Corporal Edwin Carter, Rifle Brigade, 1916
From the Star, 25 November 1916.
Six weeks ago Mrs Carter of Hauteville received a letter from her son, Corporal Edwin Carter, Rifle Brigade, in which he stated that on the following day he was to lead his platoon over the trenches and that he did not expect to see them again, and wished them all goodbye.
Having had no news from her son since that day, Mrs Carter wrote to the Records' Office for news. Receiving no answer she telegraphed, and on Friday evening, received the following telegram:
Missing, 19/10/16. Nothing further. Carter. Records.
Corporal E Carter, who is 25 years of age, enlisted in the Rifle Brigade 7 years ago, and was in India when the war broke out. He came over with the first Indian Contingent, and proceeded to France, after a brief furlough in the island. He was Acting-Corporal then and had been promoted to Corporal in France.
He has been wounded twice, once in the knee, and the second time in the face, when he was struck by shrapnel. He was removed to England and after a brief furlough here returned to France. Soon after returning he was sent back to base suffering from shell-shock.
He has had several narrow escapes of being killed. Once, all his companions were either killed or wounded, and on another occasion a bullet passed through the peak of his cap without injuring him.
In his letter Corporal E Carter also stated that the engagement next day was the 9th he had participated in.
Before enlisting Corporal Carter was 7 years in the employ of Mr F Clarke, States Arcade.
We sincerely hope that news may be forthcoming and that he may yet be a prisoner-of-war.
War Letters: Life in the trenches.
The Star, January 29, 1915.
Private Edwin Carter of the Rifle Brigade writes to a friend in Guernsey:
You want to know a bit about life in the trenches. We have three days in the trenches, and three days in billets. We have been here now three months and I can tell you we have had very bad weather. Our old trenches are simply full of water, just like a river, and the men have to take it in turns baling out the water, and the remainder have been all night working in making new trenches behind the old ones. It is quite a treat to go in a dry trench after being in the damp ones. Of course, the new ones have no shelter from artillery fire, so we have to be flat down close up to the cover to get out of the way.
The men do not have much of a rest in the trenches. They have to do sentry go, and often they have to go and help the men on fatigue to improve the trenches and make them more secure and safe from artillery and rifle fire. We have lost a good many of our men; about 30 killed, 40 wounded and more than 200 sick. Our casulaties all told are about 270.
The German snipers are the men who do the damage.

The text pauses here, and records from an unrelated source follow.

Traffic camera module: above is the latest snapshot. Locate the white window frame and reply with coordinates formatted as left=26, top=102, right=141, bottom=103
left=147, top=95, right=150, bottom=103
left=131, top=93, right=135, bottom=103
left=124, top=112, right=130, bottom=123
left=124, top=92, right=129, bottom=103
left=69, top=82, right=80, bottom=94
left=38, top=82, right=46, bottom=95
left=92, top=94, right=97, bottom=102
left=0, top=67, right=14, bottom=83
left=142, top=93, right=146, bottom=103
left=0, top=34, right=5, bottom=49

As regards their artillery fire, it is not much good. All they have done up to now is smash houses and churches. As far as I know, up to the present we have only lost one of our men through one of their shells. They have sent a good many over, also 'Jack Johnsons.'
The first time we went into billets, just before we had our artillery, they shelled us out three times, and I tell you we did not call them something, but since our artillery have come they have kept the German guns quiet.